Americans are growing increasingly pessimistic about their retirement prospects, according to a recent Gallup poll. The poll revealed that 46% of nonretirees do not believe they will have enough money to live comfortably in retirement.
Although this figure is lower than it was six years ago—on the tail of the Great Recession—it is considerably higher than it was in 2002, when just 32% of people expressed concerns over having enough.
Preretirees are more pessimistic
The poll also revealed a significant disparity in confidence between those who have and have not yet retired. In 2018, 51% of preretirees expect to have enough to live comfortably in retirement. By contrast, 78% of those already retired have expressed confidence that they have enough to life comfortably. This 27% gap between preretirees and retirees is likely being caused by a number of factors.
1. The death of pensions
Current retirees are a lot more likely to have pensions than those not yet retired. Pensions guarantee a certain amount of income for life, much like Social Security benefits. In days gone by, when employees spent most of their careers at a single company, companies offered pensions as a retirement incentive.
Today, pensions are far less common. Instead, employers commonly offer 401(k)s, which do provide valuable tax incentives for retirement savings, but they don't guarantee any amount of income for life.
2. Uncertainty about Social Security
As with pensions, current retirees enjoy full Social Security benefits. However, that does not mean the Social Security program is healthy. As of June 2018, the Social Security program is running at a deficit, and the current trend points to insolvency by 2034.
It is unlikely that the federal government would allow the program to die altogether, leaving current workers with no money from Social Security upon retirement. At the very least, the program will continue to be funded by FICA taxes, providing some income for future retirees. However, millennials shouldn't plan on receiving more than 75% of the benefits they should qualify for under current standards.

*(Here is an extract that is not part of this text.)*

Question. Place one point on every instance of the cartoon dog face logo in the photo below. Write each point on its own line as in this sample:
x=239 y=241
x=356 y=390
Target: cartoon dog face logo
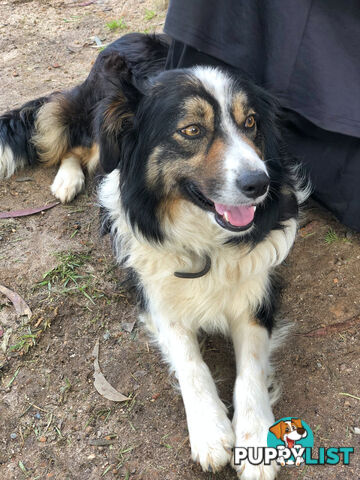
x=289 y=431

3. Difficulty planning for retirement
Predicting how much money you'll need for retirement is difficult. If you're still paying off a mortgage, credit card bills and student debt, the prospect of living for decades without a job might seem impossible.
However, once you're actually in retirement and you have hard numbers to look at, calculating how much you have and how much you need becomes a lot simpler. Between 2002 and 2004, Gallup surveyed a group of preretirees aged 50 to 64. Of that group, 54% said they believed they'd have enough to live comfortably in retirement. Sixteen years later, Gallup surveyed retirees aged 65 to 80—roughly the same group of people. Of that group, 77% claimed they did have enough after all.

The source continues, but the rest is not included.